The French citizens who have shaped the ski world include Jean-Claude Killy, Marielle and Christine Goitschel, and Émile Allais. But the one whose legacy concerns us the most is the 15th century French poet Francois Villon. He was the one who asked where were the snows of yesteryear.
Throughout New England the snows of yesteryear are part of the region’s folklore. None of us remembers the Great Snow of 1717 or the Blizzard of 1888, but the great storms of 1977, 1993, 1997 and 2003 are well within contemporary memory. More recently, the storms of 2013 and 2015 remain vivid in the region’s consciousness.

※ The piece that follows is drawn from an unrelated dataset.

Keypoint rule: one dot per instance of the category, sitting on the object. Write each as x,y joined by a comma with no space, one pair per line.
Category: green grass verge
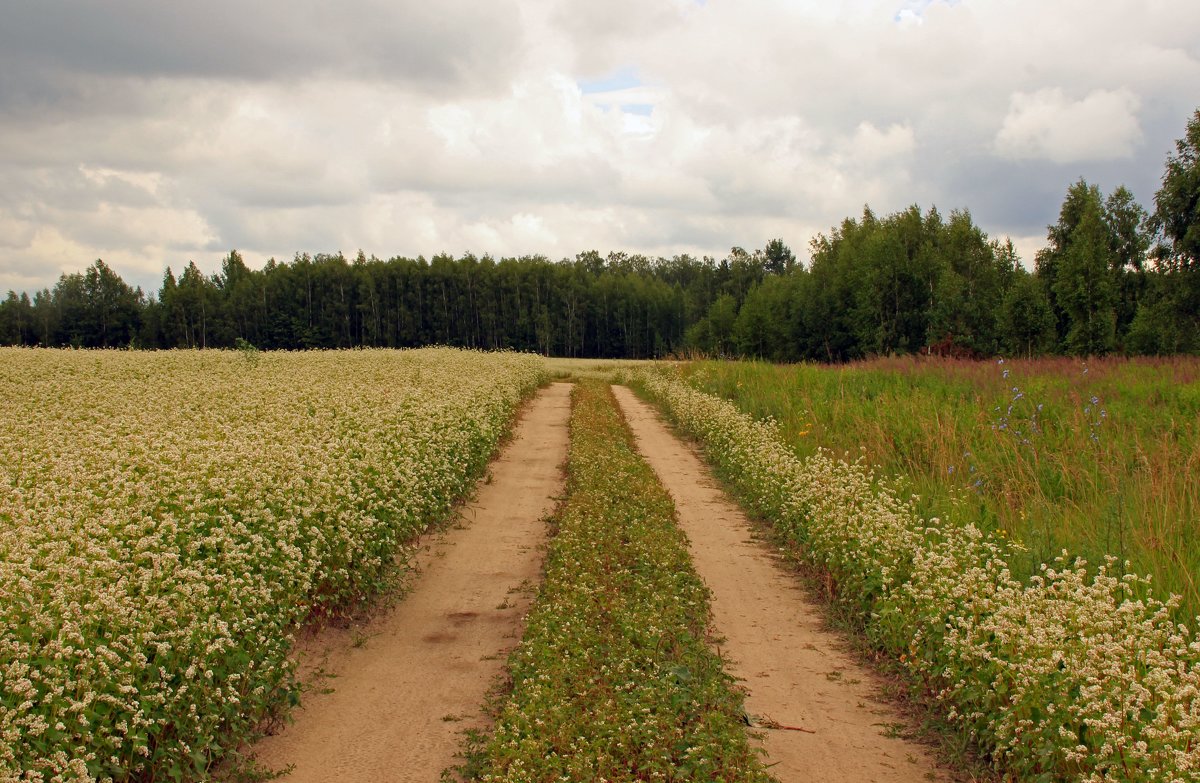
613,679
1098,458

Indeed, snow is part of New England’s identity. Every anthology of Maine writing includes excerpts from snow-encrusted memoirs. Few political reports from the first-in-the-nation presidential primary omit some reference to White House contenders trudging through the “snows of New Hampshire.” The haunting strains of one of Dartmouth College’s most poignant anthems speaks of “long white afternoons,” and another of the college’s songs speaks of the “snow drifts deep along the road.” The fictional town of Pine Tree, Vermont, is the setting for the classic 1954 film “White Christmas.” No student in New England can escape middle school without being exposed to a poem that speaks of stopping by the woods on a snowy evening. For gosh sakes, our most famous poet’s last name was Frost.
But, truth to tell, we know — we read this, we experience this — that the winter sport of skiing is in danger. We may dream of a White Christmas, but they are more of memory than of the current moment. The woods may be lovely, dark and deep but increasingly they are brown, not white.